Home Fraud, Error and Debt UK government ups fintech focus in ‘debt resolution’ framework

UK government ups fintech focus in ‘debt resolution’ framework

Personal debt: creation of the 'Debt Resolution Services’ framework comes as the economic impact of Covid-19 takes its toll on many people's finances | Credit: Andrew Khoroshavin; Pixabay

The UK government’s procurement agency is looking to “bring fintech to the fore” as part of a newly created framework of ‘debt resolution’ providers.

The Crown Commercial Service (CCS) is in the throes of creating a commercial ‘Debt Resolution Services’ (DRS) supplier roster that all UK public sector bodies will be able to use to source specialist companies.

The CCS, which is an executive agency of the Cabinet Office, told Global Government Fintech that ‘two or three’ of the framework’s ‘lots’ (service types) – of which there will be 19 in total – will be of particular relevance to the fintech sector.

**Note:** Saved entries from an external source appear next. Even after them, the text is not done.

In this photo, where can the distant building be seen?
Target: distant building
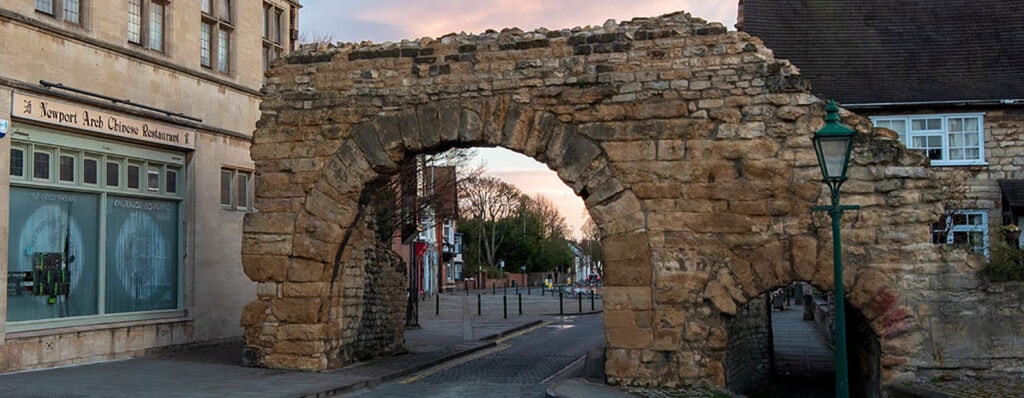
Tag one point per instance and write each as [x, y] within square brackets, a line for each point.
[128, 126]
[945, 77]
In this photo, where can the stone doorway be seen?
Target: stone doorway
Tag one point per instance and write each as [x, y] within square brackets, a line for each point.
[780, 345]
[689, 144]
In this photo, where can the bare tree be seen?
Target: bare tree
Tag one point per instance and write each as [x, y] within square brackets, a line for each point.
[488, 200]
[591, 244]
[424, 185]
[553, 222]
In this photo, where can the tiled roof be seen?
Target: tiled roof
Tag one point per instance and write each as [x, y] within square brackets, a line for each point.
[870, 51]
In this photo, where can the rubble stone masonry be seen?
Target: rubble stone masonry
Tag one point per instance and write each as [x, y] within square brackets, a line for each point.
[690, 146]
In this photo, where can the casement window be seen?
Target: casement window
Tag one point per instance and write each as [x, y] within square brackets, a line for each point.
[947, 139]
[111, 241]
[216, 28]
[236, 189]
[967, 227]
[272, 34]
[68, 10]
[145, 24]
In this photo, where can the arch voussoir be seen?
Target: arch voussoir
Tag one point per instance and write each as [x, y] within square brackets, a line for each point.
[695, 165]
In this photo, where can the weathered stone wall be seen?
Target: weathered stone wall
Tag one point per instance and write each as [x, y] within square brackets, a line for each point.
[689, 144]
[749, 353]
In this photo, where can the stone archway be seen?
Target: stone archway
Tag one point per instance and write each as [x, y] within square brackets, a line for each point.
[688, 143]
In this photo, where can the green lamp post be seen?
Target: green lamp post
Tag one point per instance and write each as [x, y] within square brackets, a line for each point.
[833, 144]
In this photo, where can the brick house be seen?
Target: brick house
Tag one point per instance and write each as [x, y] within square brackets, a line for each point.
[944, 76]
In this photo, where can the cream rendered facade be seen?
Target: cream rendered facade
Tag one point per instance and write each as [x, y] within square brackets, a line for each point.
[203, 288]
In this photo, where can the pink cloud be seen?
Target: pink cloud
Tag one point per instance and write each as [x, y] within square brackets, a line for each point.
[394, 19]
[546, 182]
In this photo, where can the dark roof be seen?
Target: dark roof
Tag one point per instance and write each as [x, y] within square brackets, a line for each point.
[1013, 192]
[869, 51]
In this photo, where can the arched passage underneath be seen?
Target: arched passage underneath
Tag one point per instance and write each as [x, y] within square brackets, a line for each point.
[688, 143]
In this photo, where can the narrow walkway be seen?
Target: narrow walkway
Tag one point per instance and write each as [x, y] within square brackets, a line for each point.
[804, 366]
[800, 348]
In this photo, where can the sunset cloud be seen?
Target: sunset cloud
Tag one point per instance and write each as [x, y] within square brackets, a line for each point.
[380, 20]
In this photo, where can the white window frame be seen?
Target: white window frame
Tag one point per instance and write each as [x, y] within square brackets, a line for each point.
[273, 31]
[235, 201]
[216, 29]
[941, 131]
[951, 229]
[67, 10]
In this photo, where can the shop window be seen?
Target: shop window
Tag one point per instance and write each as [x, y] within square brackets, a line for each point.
[16, 162]
[89, 248]
[236, 189]
[113, 174]
[69, 10]
[41, 166]
[215, 36]
[153, 180]
[141, 256]
[67, 169]
[145, 24]
[133, 177]
[171, 181]
[90, 171]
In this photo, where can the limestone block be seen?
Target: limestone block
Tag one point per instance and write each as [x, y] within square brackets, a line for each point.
[296, 362]
[627, 298]
[720, 297]
[630, 150]
[298, 347]
[668, 339]
[619, 318]
[669, 317]
[296, 310]
[629, 338]
[680, 288]
[254, 312]
[265, 268]
[303, 270]
[307, 247]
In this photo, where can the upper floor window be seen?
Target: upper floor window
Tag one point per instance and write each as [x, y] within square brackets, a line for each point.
[215, 35]
[70, 10]
[947, 139]
[145, 24]
[236, 189]
[967, 227]
[272, 34]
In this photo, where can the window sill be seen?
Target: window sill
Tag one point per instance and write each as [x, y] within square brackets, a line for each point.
[34, 328]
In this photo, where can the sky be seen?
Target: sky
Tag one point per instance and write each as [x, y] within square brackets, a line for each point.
[384, 20]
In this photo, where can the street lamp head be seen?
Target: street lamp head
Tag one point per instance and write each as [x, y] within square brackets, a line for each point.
[833, 144]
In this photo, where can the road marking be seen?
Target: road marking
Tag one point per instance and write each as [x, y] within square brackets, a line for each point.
[523, 332]
[456, 362]
[500, 346]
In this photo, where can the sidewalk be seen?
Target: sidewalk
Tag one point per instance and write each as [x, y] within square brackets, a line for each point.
[214, 370]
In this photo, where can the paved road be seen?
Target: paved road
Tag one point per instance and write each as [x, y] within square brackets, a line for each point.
[515, 367]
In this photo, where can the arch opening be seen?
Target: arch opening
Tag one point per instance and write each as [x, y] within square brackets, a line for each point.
[782, 343]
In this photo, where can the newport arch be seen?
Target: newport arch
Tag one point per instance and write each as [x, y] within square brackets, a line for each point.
[689, 144]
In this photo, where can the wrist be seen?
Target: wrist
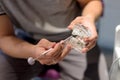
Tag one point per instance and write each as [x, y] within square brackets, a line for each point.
[90, 17]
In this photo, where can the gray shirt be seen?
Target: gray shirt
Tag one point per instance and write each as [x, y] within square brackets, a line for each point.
[42, 18]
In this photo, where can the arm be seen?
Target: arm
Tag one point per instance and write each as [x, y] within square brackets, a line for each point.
[10, 44]
[91, 11]
[18, 48]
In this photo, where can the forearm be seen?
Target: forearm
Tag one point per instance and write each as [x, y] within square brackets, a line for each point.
[10, 44]
[93, 9]
[16, 48]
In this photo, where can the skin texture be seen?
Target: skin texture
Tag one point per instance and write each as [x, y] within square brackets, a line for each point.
[18, 48]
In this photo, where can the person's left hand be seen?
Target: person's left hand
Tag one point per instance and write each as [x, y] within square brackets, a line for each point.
[57, 53]
[89, 24]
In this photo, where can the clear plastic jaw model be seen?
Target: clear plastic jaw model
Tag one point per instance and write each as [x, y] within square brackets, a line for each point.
[76, 40]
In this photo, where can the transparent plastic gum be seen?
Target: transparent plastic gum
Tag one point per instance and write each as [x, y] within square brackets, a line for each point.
[76, 40]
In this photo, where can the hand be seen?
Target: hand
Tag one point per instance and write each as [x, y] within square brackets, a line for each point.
[89, 24]
[57, 53]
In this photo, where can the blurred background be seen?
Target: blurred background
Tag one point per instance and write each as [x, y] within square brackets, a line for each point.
[106, 26]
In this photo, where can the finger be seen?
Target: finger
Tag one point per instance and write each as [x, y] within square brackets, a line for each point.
[88, 47]
[54, 53]
[75, 21]
[46, 43]
[66, 50]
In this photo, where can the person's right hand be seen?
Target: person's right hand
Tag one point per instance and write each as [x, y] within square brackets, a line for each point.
[57, 53]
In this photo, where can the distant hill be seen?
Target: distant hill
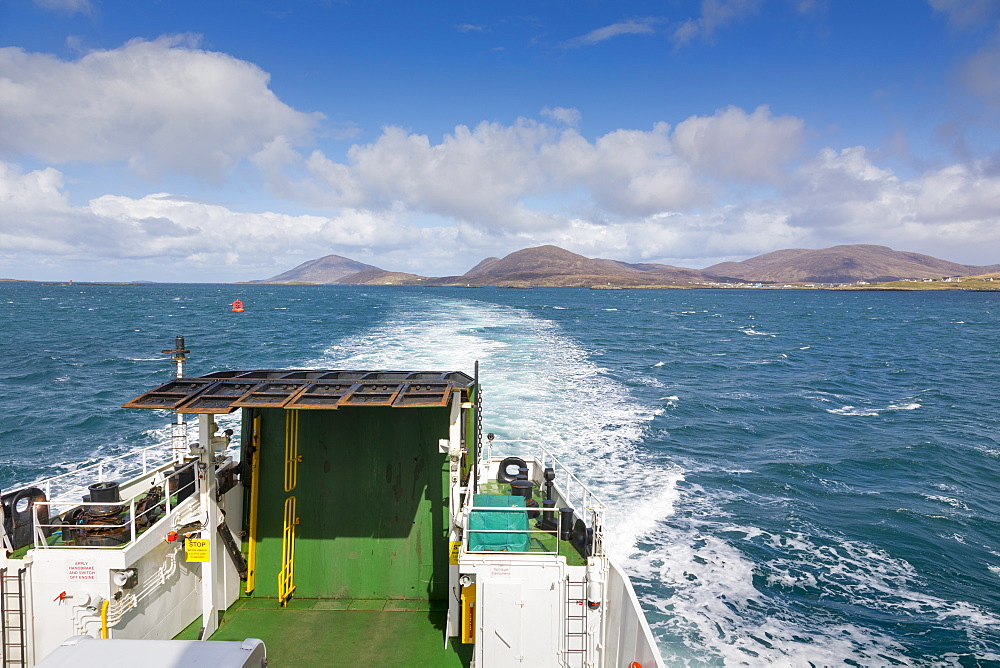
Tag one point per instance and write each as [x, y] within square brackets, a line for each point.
[551, 265]
[375, 276]
[329, 269]
[839, 264]
[554, 266]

The CCS envisages greater use, through the new framework, of emerging fields such as open banking for authorities to obtain a ‘real-time’ view on people’s individual financial circumstances. This, it believes, will enable better spotting of potential financial vulnerabilities and help it take action, including more tailored communications, to prevent people getting into debt.

Open banking aims to empower people to take charge of their finances, enabling bank account holders to share their data with third-parties through what are known as open APIs (application programming interfaces). More than three million UK citizens and businesses are now using open banking-enabled products.

The CCS is also looking at the potential of integrating artificial intelligence (AI), particularly conversational AI – for example ‘chatbots’ or voice assistants – into the DRS.

‘Exciting to see what fintechs can provide’

“What we’re trying to do is bring fintech to the fore – it’s exciting to see what some of the fintechs can provide,” a CCS spokesperson told Global Government Fintech. “It’s less about open banking or AI in isolation, and more about all of this combined – the ability to see more dynamic data.”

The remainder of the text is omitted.